The Formal Report and Recommendation Assignment
Here is the scenario: I (that is me, your teacher) won the Powerball Lottery and as part of my joy and willingness to make a meaningful contribution to the world, I have decided that I will donate $5 million for a student-lead improvement initiative at Eastern Michigan University. Further, I have decided that the students who will both lead this initiative and who will help decide on which plan should be funded will be you (that is, the students in this section of English 323).
This initiative can be about anything that a) explicitly benefits students at EMU, and that b) adheres to the general principles of the mission/tagline of EMU, “Education First.”
Each of you will prepare a formal report, a document that will probably be at least 10 pages or so long that will explain your proposal– the reasons for it, the budget, the potential benefits, and so forth. And this would also include any illustrations and a works cited/bibliography section. Each of you will also prepare and share a “micropresentation,” which will be a short (no more than 3 minutes) video where you give the “elevator pitch” version of your report’s recommendation and proposal. Both the report and the micropresentation will be posted and be available for everyone in the class to review.
During the last week of class and after reviewing the micropresentations and reports, each of you will vote for the “winning” proposal– that is, the proposal that you think represents the best and most feasible idea. Needless to say, you cannot vote for your own proposal. The five proposals that receive the most votes will automatically receive “A”s on this project, and I will assign grades to the rest of the reports.
- You will note there is a lot of time on the schedule to discuss ideas and logistics for creating these projects. A lot of what will be required though is specific research about EMU.
- Perviously, this has been a collaborative project where I required students to work in small groups on all aspects of the project. But this term, this will be an individual project where each of you will be required to create your own reports and micropresentations, though you also will have the chance to collaborate if you want. For example, you can help each other with the technicalities of getting the micropresentations together; if you are working on similar ideas, you can share research; and if you want to participate in a peer review activity for your final report, you can do that too. On the other hand, if you want to work completely (or mostly) by yourself, that’s okay too.
- The details of your report are going to vary based on your proposal, but generally speaking, these will follow the arrangement of “formal reports” we will be studying in this unit, though at about 10 or so pages altogether, a length that is actually on the short-end for most formal reports. The details of what your micropresentation will look like will also vary based on your topic and approach. There are three basic requirements though:
- It will follow the format of what is commonly referred to as an “elevator pitch,” which we will discuss in the class discussions;
- It will be posted and shared on YouTube; and
- It has to be less than three minutes long.
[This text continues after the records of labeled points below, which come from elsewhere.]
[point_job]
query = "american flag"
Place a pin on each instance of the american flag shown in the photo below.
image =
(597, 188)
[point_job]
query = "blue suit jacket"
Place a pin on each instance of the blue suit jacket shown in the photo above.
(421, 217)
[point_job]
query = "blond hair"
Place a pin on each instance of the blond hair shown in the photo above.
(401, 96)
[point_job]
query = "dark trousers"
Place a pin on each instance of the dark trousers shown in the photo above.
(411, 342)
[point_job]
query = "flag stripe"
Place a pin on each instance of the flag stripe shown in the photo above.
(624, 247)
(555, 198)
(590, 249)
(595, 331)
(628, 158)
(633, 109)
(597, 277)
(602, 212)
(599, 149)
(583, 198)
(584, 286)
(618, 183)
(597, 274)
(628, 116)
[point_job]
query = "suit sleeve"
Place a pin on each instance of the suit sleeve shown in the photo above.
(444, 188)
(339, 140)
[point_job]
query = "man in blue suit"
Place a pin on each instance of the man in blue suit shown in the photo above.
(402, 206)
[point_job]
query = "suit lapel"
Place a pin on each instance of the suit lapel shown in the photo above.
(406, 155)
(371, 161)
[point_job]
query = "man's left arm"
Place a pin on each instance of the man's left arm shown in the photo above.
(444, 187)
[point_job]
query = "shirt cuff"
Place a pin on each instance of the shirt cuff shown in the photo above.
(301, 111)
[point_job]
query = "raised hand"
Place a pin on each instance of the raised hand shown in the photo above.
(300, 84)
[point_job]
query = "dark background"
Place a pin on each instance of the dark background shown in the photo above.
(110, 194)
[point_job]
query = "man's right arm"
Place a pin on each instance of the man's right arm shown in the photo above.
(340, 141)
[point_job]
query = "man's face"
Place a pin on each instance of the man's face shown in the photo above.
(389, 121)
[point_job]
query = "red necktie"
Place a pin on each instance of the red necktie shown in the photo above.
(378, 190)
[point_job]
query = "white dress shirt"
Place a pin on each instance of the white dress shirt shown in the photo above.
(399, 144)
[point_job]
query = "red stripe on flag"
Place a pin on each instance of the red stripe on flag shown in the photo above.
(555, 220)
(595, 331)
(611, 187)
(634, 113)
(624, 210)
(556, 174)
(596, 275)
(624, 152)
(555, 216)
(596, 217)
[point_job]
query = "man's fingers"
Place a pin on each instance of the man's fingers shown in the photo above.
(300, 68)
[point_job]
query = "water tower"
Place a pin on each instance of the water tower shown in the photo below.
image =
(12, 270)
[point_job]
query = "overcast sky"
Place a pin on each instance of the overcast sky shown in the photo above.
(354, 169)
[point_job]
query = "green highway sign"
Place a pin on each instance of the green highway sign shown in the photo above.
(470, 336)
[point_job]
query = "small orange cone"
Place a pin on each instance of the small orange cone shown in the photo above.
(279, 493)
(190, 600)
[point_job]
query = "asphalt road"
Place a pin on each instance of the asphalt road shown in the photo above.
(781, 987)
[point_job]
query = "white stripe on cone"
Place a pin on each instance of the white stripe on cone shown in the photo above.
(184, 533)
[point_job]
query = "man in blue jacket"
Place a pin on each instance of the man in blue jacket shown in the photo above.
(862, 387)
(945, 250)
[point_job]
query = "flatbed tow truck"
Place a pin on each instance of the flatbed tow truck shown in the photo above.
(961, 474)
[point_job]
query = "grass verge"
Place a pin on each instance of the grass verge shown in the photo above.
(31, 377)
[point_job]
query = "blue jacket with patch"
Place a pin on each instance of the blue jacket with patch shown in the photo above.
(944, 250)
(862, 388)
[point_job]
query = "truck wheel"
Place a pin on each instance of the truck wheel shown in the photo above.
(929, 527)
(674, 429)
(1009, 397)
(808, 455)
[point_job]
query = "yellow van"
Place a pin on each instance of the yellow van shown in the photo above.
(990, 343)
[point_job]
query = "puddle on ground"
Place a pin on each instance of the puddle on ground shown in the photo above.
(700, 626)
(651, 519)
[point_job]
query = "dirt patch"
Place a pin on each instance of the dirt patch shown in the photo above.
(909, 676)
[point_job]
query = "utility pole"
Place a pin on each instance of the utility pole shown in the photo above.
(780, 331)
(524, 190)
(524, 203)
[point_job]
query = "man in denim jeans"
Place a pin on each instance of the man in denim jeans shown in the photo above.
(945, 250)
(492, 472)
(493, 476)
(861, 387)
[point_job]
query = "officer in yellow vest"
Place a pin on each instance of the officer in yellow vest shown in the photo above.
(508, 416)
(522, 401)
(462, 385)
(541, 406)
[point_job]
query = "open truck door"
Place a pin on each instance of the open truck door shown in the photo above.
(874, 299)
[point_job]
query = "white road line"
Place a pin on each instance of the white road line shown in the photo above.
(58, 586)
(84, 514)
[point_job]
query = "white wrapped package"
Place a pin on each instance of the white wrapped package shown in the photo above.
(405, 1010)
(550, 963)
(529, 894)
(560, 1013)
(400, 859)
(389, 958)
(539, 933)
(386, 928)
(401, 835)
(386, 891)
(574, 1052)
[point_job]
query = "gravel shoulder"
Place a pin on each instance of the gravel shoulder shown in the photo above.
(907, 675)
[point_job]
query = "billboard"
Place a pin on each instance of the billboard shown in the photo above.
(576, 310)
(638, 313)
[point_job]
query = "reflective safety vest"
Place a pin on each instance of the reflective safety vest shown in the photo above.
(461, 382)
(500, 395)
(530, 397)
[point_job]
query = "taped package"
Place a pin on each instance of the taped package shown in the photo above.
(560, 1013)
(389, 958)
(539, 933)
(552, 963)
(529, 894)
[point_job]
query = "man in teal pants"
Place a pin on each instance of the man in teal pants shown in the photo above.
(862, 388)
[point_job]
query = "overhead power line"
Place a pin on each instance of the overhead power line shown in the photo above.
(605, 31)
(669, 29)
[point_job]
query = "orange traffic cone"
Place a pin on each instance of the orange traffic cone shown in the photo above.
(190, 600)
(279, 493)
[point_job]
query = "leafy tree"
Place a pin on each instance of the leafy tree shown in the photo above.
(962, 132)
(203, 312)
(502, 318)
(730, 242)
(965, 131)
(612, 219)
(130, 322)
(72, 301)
- Finally, each of you will include a writer’s memo reflecting on the assignment and you will post this in the form of a Google doc link on emuonline.
Why I am assigning this:
“Formal reports” are a classic assignment in a class like this, but because the circumstances for these kinds of documents in the workplace vary tremendously based on the work situation, I like to do this with a bit of a twist. In this last big project that brings together a lot of different aspects of the course, I am asking you to make an effort at persuading a very specific audience– me and your classmates– about something we all know something about– EMU. And hopefully, it’s a bit of fun too.